I wanted to suggest an alternative approach to warc2zim, a wacz2zim, which may address some of the issues raised in #80

Webrecorder is developing the WACZ format (https://github.com/webrecorder/wacz-format) and we have a stable release for it. The WACZ format bundles WARC files, indexes and page data inside a ZIP file. The format is specifically optimized for reading in the browser, and the wabac.js system is designed to read the WACZ file on-demand. Browsertrix-Crawler will soon be updated to generate WACZ as well.

An idea would be to simply put the WACZ file directly into the ZIM, along with the other file used by the wabac.js sw, and placeholder html. For example, an archive of a youtube page might look something like

A/youtube.com/watch%2F... - just contains the text and loaded only initially for redirect
A/replay/archive.wacz - all actual data will be read from this file
A/replay/sw.js
A/replay/topFrame.html
... (other supporting file part of current replay in templates/)

To support the existing redirect when no service worker is installed, and search , ZIM entries can still be added only for HTML pages, like youtube.com/watch?.... Since WACZ will already include a page list with extracted text, these entries can be generated from the WACZ pages file. These could just be bookmarks containing text + redirect and not the actual content. (Or, the actual content could also be used if want to rely on Xapian specifically for text extraction).

The advantages of this system would be that no custom loading, or fuzzy matching, would be needed.
The loading path and the conversion would be a bit simplified, since latest wabac.js and wacz format can simply be packaged into the ZIM. This will also support for prefix queries that wabac.js normally relies on for reading wacz files.
The client will make requests to archive.wacz with specific ranges, and it would just be a binary file as far as the readers are concerned.
This should significantly lower the maintenance burden on wabac.js-based replay in ZIM, and probably should have minimal impact for users.

The main disadvantage is perhaps compression, as wacz is using gzip for now, and contains warc files inside of it, which also use gzip. There is a proposal to support zstd for warc, and that may eventually be supported (though probably not too soon).
This would require zstd decompression in JS as well.
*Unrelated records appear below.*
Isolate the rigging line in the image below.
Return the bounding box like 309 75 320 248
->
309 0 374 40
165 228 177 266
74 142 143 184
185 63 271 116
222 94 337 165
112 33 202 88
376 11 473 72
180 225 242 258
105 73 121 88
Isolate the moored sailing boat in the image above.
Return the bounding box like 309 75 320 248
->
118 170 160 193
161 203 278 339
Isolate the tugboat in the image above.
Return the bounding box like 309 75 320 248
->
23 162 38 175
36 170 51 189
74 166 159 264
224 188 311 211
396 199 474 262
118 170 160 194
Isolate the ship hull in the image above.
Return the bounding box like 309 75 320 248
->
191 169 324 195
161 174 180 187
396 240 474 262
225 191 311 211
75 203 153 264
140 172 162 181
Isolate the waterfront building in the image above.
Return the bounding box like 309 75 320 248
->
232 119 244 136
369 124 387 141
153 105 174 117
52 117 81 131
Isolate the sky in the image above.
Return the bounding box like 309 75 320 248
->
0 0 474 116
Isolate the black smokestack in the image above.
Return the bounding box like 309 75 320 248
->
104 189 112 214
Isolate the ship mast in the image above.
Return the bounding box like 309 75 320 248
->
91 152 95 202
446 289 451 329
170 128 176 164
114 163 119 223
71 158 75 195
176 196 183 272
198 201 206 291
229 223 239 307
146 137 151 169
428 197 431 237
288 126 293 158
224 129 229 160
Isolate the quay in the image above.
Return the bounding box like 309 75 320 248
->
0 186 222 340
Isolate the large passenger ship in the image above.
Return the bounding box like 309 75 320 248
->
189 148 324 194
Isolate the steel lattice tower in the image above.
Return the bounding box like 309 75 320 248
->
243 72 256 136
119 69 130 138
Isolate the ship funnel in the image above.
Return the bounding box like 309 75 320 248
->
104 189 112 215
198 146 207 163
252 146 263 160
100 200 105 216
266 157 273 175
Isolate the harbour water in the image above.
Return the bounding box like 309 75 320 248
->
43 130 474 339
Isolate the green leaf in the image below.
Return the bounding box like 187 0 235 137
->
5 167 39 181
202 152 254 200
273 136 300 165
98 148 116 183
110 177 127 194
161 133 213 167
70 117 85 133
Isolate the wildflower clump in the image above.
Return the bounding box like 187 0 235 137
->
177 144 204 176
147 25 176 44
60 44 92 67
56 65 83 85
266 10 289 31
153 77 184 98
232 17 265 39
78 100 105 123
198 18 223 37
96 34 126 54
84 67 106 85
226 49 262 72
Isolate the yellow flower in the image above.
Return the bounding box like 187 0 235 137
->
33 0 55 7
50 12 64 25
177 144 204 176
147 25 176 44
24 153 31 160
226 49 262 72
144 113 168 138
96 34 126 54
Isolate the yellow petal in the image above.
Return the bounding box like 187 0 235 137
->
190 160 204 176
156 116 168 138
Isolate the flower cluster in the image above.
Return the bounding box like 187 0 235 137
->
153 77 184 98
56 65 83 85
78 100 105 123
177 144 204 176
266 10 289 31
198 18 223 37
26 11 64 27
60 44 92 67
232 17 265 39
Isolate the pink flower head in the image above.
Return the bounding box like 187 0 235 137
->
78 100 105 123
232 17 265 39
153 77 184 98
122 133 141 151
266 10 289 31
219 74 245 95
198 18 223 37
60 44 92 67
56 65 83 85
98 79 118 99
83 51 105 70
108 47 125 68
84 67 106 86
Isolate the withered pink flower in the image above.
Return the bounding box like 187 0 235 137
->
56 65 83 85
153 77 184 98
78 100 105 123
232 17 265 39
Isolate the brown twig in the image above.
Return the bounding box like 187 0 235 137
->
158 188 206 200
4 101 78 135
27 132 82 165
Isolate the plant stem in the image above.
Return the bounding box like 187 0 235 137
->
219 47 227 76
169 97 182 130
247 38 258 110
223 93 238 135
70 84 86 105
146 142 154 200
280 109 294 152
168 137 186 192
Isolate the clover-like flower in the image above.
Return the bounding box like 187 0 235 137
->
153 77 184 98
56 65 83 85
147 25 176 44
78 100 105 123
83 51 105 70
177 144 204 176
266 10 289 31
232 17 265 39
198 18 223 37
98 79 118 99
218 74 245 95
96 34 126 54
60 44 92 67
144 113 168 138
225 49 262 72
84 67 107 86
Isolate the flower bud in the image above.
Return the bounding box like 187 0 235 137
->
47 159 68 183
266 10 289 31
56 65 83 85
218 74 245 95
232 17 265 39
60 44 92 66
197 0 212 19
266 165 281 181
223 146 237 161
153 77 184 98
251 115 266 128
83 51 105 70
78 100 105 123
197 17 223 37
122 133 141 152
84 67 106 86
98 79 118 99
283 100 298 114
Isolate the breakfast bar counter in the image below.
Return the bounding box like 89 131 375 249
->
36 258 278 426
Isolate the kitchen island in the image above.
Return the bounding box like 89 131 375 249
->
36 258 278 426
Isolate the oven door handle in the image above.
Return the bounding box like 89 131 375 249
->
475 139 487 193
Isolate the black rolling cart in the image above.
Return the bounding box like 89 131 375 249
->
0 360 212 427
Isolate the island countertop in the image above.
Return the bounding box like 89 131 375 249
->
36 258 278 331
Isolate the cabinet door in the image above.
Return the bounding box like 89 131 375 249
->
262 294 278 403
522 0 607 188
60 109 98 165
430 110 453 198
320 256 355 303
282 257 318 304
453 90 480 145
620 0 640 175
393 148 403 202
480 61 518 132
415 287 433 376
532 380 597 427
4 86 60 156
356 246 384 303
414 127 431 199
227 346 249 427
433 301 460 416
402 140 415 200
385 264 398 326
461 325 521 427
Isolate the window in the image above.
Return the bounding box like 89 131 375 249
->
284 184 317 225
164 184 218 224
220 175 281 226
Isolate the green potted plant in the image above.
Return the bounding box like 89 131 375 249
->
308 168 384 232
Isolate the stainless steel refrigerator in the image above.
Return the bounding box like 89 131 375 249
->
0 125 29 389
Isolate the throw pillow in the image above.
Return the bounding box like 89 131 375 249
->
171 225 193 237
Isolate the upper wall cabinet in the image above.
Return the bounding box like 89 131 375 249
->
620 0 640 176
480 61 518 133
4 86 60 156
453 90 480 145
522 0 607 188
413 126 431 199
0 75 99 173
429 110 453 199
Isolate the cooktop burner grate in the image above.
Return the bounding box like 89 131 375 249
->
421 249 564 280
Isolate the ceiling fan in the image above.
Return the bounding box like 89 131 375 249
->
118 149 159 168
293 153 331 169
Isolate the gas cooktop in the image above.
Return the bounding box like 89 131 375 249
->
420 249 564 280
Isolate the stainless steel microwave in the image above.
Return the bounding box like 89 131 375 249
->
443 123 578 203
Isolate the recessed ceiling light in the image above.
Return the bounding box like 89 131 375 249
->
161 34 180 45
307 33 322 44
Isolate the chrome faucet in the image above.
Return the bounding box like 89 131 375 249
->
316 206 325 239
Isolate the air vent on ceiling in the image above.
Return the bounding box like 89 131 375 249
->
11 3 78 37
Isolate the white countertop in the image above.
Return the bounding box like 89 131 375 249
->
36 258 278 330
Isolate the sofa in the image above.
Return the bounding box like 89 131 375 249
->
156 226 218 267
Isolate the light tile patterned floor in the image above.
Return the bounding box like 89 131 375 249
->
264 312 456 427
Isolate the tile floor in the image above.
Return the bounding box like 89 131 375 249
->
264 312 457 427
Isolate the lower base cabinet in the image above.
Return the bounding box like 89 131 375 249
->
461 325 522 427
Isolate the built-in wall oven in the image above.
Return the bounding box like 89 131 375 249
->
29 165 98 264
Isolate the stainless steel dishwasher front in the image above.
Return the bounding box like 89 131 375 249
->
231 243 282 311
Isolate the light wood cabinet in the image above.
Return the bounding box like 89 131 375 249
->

I don't know how much of an issue it is, or what compression gains there, especially from sites that are heavy on video/images. My guess is that it is less than on a text-heavy site like wikipedia where zstd probably offers significant improvements.

With this approach, the system would be able to use prefix search over the wacz and also cache data in the IndexedDB (on-demand). It would also be beneficial to clear out the IndexedDB when a WACZ-based ZIM is uninstalled -- this is similar to uninstalling the sw, but somewhat simpler, and cache size can be adjusted.

@kelson42 kelson42 added enhancement New feature or request question Further information is requested labels Jan 29, 2021
@rgaudin
Copy link
Member

rgaudin commented Jan 29, 2021

Thank you for this. I've skimmed through the WACZ spec and I kinda like it. My understanding is that you read+parse the index at the end of the ZIP file to guess/map the byte ranges of the actual data inside the WACZ.

My concerns are:

  • throwing off most of what we did.
  • having to go through all the in-zim design discussion again
  • what about search? New libzim introduced segregation between record-content and indexed-data but this is tied to records. With this solution, we'd have only one giant record so that would mean no libzim search… No suggestion neither nor random for the same reason. I understand we could work around the search/suggest with fake (html redirect) records.

Also important is going further away from the ZIM format will.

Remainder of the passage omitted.